For more tips, check out the Complete Guide to Watering Tomato Plants.

OlgaSolo / Shutterstock.

4. Poor Soil Nutrition:

To check the nutrition content of your soil, get an at-home soil testing kit that you can use to test the pH, nitrogen, phosphorus, and potassium levels in your soil and determine what it needs.

If your soil is too high in nitrogen, your tomato plant will produce too many leaves and your soil won’t have enough nutrients and water to sustain them. As a result, the leaves will curl and droop downwards.

If your soil does not have enough potassium or phosphorus, it can stunt the growth of your plants, leading to less fruit production, and causing leaves to turn yellow and curl.

Some gardeners have success adding missing nutrients with fertilizer, but make sure you’re using the right type. Learn more about fertilizing.

The best strategy for preventing curled leaves in the future is to amend your soil before planting tomatoes. For soil that’s lacking in nutrients, add compost. You can either use the compost you make at home or purchase organic compost.

5. Viruses:

Unfortunately, there are quite a few viruses that can impact tomato plants, and several of them cause leaf curling and poor growth. Two common ones are yellow leaf curl virus and tomato mosaic virus.

If you do identify a virus on your tomato plants, check nearby for other infected plants. See some of the common problems that ail tomato plants and how to resolve them.

6. Herbicide drift:

Tomatoes are very sensitive to herbicides. This means that if certain weed killers are applied nearby and some drifts onto the leaves of your tomatoes they may sustain herbicide damage. In this case the leaves will often roll downwards.

Avoid using herbicides near your tomatoes, instead try some of these natural ways to get rid of weeds.

Can a mature tomato plant be transplanted?

If your mature tomato plant shows signs of environmental stress from the heat or sun, it may be tempting to try to move it to a different location with a little bit of shade.
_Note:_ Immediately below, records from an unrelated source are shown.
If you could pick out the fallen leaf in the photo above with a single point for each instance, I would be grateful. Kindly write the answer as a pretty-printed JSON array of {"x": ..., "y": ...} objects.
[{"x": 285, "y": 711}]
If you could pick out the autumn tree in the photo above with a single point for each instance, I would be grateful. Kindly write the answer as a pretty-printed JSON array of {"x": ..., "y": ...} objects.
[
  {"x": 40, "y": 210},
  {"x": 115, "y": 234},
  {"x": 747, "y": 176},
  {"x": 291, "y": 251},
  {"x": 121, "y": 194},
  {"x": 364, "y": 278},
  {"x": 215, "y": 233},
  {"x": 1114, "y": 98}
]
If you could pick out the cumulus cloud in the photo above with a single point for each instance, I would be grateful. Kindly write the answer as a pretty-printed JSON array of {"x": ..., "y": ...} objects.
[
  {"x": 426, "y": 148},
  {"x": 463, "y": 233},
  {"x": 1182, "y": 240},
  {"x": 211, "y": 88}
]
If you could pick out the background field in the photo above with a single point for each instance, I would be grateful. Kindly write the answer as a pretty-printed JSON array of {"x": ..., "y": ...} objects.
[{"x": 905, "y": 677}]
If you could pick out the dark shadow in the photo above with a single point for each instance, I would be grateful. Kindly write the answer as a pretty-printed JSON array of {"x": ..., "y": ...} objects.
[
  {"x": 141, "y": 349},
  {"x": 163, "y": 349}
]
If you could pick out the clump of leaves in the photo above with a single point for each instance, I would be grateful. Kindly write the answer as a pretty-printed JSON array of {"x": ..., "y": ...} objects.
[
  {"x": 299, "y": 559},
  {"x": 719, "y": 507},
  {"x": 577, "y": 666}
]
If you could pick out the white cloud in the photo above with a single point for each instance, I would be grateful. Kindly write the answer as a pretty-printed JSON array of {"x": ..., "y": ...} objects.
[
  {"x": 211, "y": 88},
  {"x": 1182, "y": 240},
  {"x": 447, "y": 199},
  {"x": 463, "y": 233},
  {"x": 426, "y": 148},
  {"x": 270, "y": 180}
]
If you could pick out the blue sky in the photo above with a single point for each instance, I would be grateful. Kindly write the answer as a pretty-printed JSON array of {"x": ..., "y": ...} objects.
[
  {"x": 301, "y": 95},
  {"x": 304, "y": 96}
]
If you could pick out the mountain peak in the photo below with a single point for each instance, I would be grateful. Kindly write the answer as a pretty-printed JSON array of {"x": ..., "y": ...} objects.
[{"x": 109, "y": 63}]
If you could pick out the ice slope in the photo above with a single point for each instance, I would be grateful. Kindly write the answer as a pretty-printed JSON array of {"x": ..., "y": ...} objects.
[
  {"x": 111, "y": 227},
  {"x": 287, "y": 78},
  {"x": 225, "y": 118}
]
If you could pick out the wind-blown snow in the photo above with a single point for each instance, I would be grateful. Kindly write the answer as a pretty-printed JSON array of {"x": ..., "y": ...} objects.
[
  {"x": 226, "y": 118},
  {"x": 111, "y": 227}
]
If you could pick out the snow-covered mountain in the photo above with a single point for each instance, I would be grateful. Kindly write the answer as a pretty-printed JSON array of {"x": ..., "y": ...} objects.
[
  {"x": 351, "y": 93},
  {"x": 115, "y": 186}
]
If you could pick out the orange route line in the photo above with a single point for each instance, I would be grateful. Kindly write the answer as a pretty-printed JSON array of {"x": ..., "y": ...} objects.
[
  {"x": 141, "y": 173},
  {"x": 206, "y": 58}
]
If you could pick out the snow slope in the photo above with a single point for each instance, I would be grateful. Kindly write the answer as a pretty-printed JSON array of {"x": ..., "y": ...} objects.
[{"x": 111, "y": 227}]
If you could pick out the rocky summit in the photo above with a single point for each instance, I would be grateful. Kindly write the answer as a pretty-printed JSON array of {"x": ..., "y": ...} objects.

If you’re growing tomatoes in a container this isn’t too hard, simple move the whole pot. But if they are planted in the ground, proceed with caution.

While it’s technically possible to transplant a tomato plant, it’s not recommended. It’s difficult to pull a mature plant out of the ground without damaging the roots, and the process may shock it.

With that said, if you’ve already tried adding a shade cloth but the heat is just too much and you’re worried about losing the plant, you can attempt to move it as a last resort.

To increase the odds of its survival, give it a thorough watering about 24 hours before you plan to move it. Before transplanting, remove any ripe tomatoes and pinch off the lowest set of leaves.